More with less
Se le archistar costruiscono il meno con il più, nel senso che le loro opere si caratterizzano per un surplus di forma e di mezzi tecnici a disposizione, l’imperativo oggi è, al contrario, di realizzare il più con il meno: more with less. L’affondo di Luigi Prestinenza Puglisi.
Lo slogan more with less, è facile notare, è l’ennesima versione del celeberrimo less is more attribuito a Mies van der Rohe. Una, aggiungerei, delle sue innumerevoli varianti: less is a bore secondo Robert Venturi; less is less if it is not more per Frank L. Wright; less is more? I am a whore per Philip Johnson. Arrivato per ultimo, sta godendo di una certa fortuna. Perché sintetizza il crescente bisogno di fare di necessità virtù e l’ambizione di chi crede in un mondo senza sprechi, ma non per questo povero di fantasia, inventiva e creatività che sostituisca quello cinico e sciupone responsabile della più grave crisi economica dai tempi del crack del 1929.

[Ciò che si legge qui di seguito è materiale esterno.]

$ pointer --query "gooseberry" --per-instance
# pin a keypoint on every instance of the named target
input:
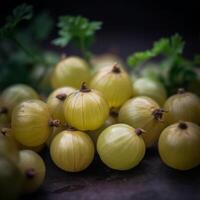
(56, 100)
(121, 147)
(179, 145)
(72, 150)
(145, 113)
(86, 109)
(33, 168)
(70, 71)
(31, 123)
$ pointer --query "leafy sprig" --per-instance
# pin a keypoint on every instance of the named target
(165, 46)
(20, 13)
(174, 70)
(77, 30)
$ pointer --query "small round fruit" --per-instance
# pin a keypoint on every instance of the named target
(107, 59)
(55, 131)
(179, 145)
(33, 168)
(71, 71)
(4, 118)
(31, 124)
(145, 113)
(150, 88)
(56, 100)
(14, 95)
(112, 119)
(72, 150)
(86, 109)
(7, 132)
(11, 180)
(121, 147)
(183, 106)
(115, 85)
(8, 148)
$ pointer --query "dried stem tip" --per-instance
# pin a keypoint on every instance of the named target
(4, 131)
(54, 123)
(84, 88)
(30, 173)
(158, 114)
(70, 128)
(3, 110)
(139, 131)
(116, 69)
(113, 113)
(182, 125)
(61, 96)
(181, 91)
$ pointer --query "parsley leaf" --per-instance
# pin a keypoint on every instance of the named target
(165, 46)
(78, 30)
(21, 12)
(197, 59)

A cogliere la palla al balzo, con il tempismo che lo caratterizza, è stato l’ex assessore e architetto Stefano Boeri, il quale ha trasformato lo slogan nel titolo di un suo recente Fare di più con meno. Idee per riprogettare l’Italia, un libro intervista scritto con Ivan Berni, edito da Il Saggiatore. Ma chi sta lavorando da progettista su questo tema è Mario Cucinella. Al quale, almeno in Italia, andrebbe il copyright, avendolo utilizzato da quando l’attenzione per l’ambiente, almeno tra i costruttori di edifici, non era uno fra i temi più alla moda.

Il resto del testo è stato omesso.